Les considérations relatives aux rythmes de vie appellent également quelques nuances. La première grande accélération des cadences, à maints égards pire pour bien des gens que nos problèmes contemporains, a résulté de la division du travail social et du progrès industriel, à partir de la fin du xixe siècle. La conséquence emblématique en a été le travail à la chaîne des ouvriers : Charlot dans Les Temps modernes. Ça, c'est de l'accélération ! Ça, c'est de la cadence ! Et de l'aliénation ! Aujourd'hui, sans nier ce qu'avance Rosa, la situation me paraît qualitativement différente.
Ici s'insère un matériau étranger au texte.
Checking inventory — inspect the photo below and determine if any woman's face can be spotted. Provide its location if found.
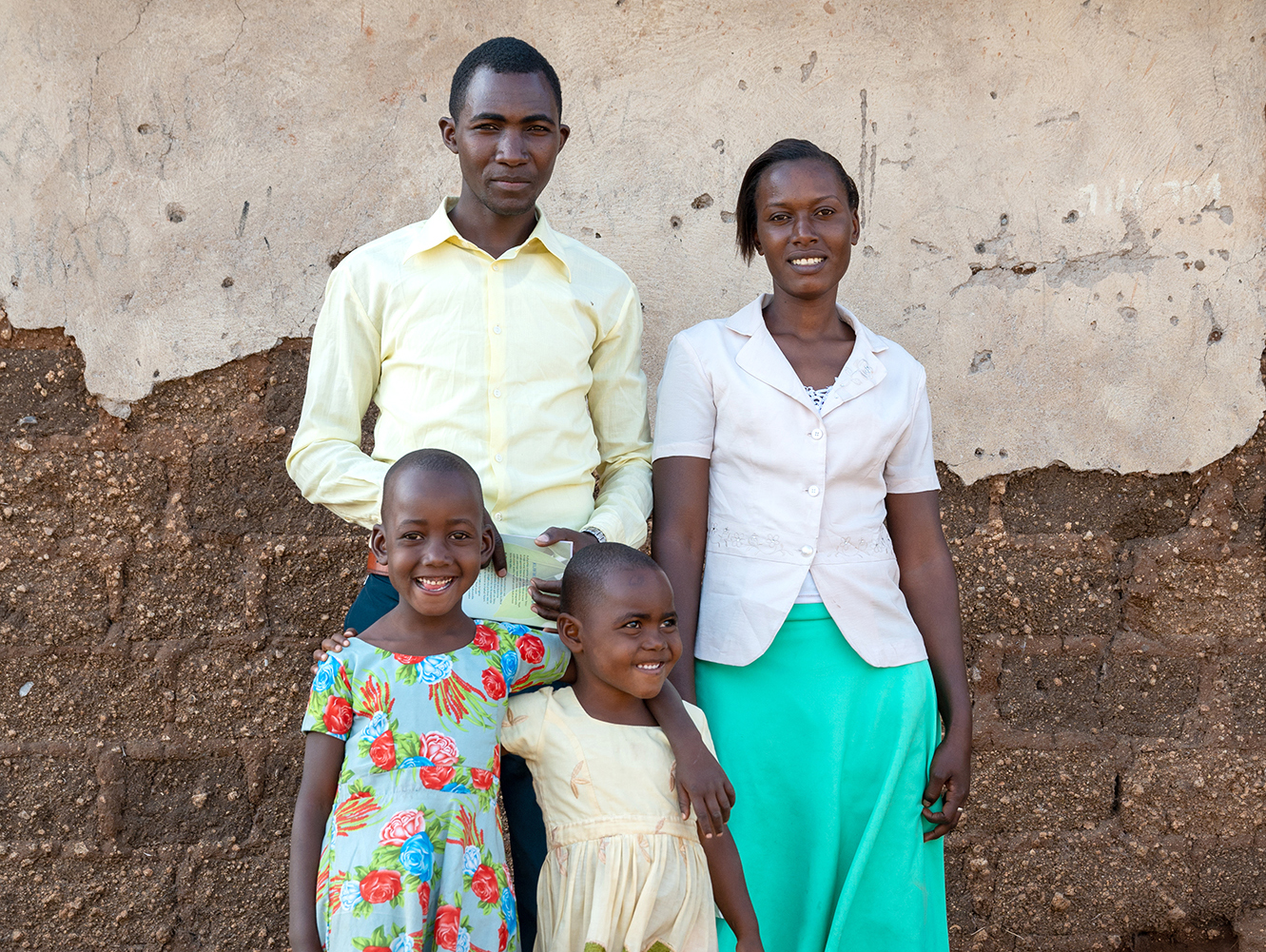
[756,160,858,299]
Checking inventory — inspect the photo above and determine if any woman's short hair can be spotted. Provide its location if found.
[734,139,861,264]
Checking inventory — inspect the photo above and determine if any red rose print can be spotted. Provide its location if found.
[418,764,456,790]
[418,730,457,767]
[360,869,400,903]
[471,864,501,903]
[436,905,462,952]
[475,626,501,651]
[321,697,352,734]
[370,730,395,769]
[519,634,546,665]
[483,667,505,701]
[379,810,427,845]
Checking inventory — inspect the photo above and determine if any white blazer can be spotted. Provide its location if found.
[652,295,941,667]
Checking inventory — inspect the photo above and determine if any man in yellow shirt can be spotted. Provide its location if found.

Premièrement, l'accélération est moindre, pour la plupart des gens qui travaillent, que dans le taylorisme ou le fordisme. Deuxièmement, le phénomène est plus étendu socialement : il ne se limite pas aux classes populaires ; en un sens, on fait même d'autant plus l'expérience de ce rythme de vie effréné et de ce « tu dois » permanent que l'on est aisé. Troisièmement, il gagne de nouveaux domaines, extérieurs au travail – le loisir, la vie personnelle. Quatrièmement, la différence est qualitative : le Charlot des Temps modernes éprouvait la vitesse dans la répétition ; nous connaissons la vitesse dans la variété. Une pluralité de possibles se présente à nous à chaque moment de notre journée, surtout si nous appartenons aux classes favorisées, ce qui fait de chacun de nous ce que Rosa appelle un jongleur. Et si je déplaçais ce rendez-vous pour pouvoir caser une heure de gym ? Et si je rentrais un peu plus tôt pour voir les enfants ? Je finirais ce soir à la maison mon e-mail ou mon travail en cours. C'est ce jonglage qui fait que nous soumettons à une accélération permanente des activités elles-mêmes très variées, que, comme il le dit très bien, nous mangeons plus vite et dormons moins qu'il y a un siècle. Mais – et c'est cela qui est nouveau – cette variété est si frénétique qu'elle nous donne paradoxalement l'impression d'une certaine répétition, une répétition dans la variété. C'est aliénant, épuisant, addictif aussi, probablement.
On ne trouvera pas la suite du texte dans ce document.